After doing that I couldn't exactly leave out the fashion show, especially after all of the hard work my friend Mary put in to making it happen, so I uploaded all of these photos as well. Then I made three mosaics that you can see below and shared those with the group. There was a bit of agita about copyright infringement etc. but we worked it all out. It's an interesting thread and if you care about vintage fashion or like old family stories you might want to check it out.

Funny about the copyright issue. The very first post in the thread was written by me and given to the lovely woman who was handling PR for us for the fashion show, although it's been changed a bit -- kind of like playing telephone in school. She distributed it and it ended up on a bunch of different sites where, of course, I never received credit for it.

If you click on the pictures you can see larger versions on my Flickr site and then if you look to the right you should be able to see sets of photos that you can browse through. There is a fashion show set that also includes some wonderful photos of Betty Davis, and of course my Mother and Grandmother when they were younger, a Peggy Hunt set that has about seven hundred photos in it, and one for my Mom, Jeannette Alexander with about a hundred and twenty pictures in it as well. Mom's dresses are harder to find because they were affordable and people just didn't save and treasure them the way they did with Granny's.

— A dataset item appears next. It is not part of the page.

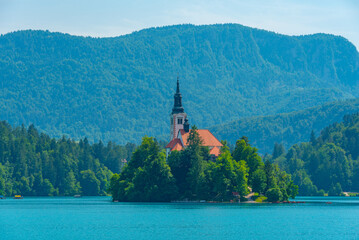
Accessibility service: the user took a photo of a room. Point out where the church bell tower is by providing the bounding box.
[170,77,187,140]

Thank you for your prayers and positive thoughts for Mom and her cancer. There really isn't much that we can do at this point except pray and hope that it grows slowly so that she'll have more time. But she's doing really well. She isn't in pain. She's a little weak and is losing her appetite but that isn't keeping her down. She has a super positive outlook, is eating ice cream, and playing bridge and hanging out with her friends. At her age it's entirely possible that something else might get in her way before the cancer does. I just selfishly want her to hang around here forever.

Jeannette Alexander Mosaic
These are Mom's dresses, Jeannette Alexander.

Peggy Hunt Mosaic
These are my Grandmother's dresses, Peggy Hunt.

Fashion Show Mosaic
And here finally are some shots from the Fashion Show we had at The El Rey Theatre although for some reason I feel like I've shared these with you before.

Anyway, I hope you're all happy and well. Naturally I've missed you and can't wait to catch up with all of you. Thanks as always for hanging in here with me and keeping me on your friend's lists when I've been so hit and miss with my postings.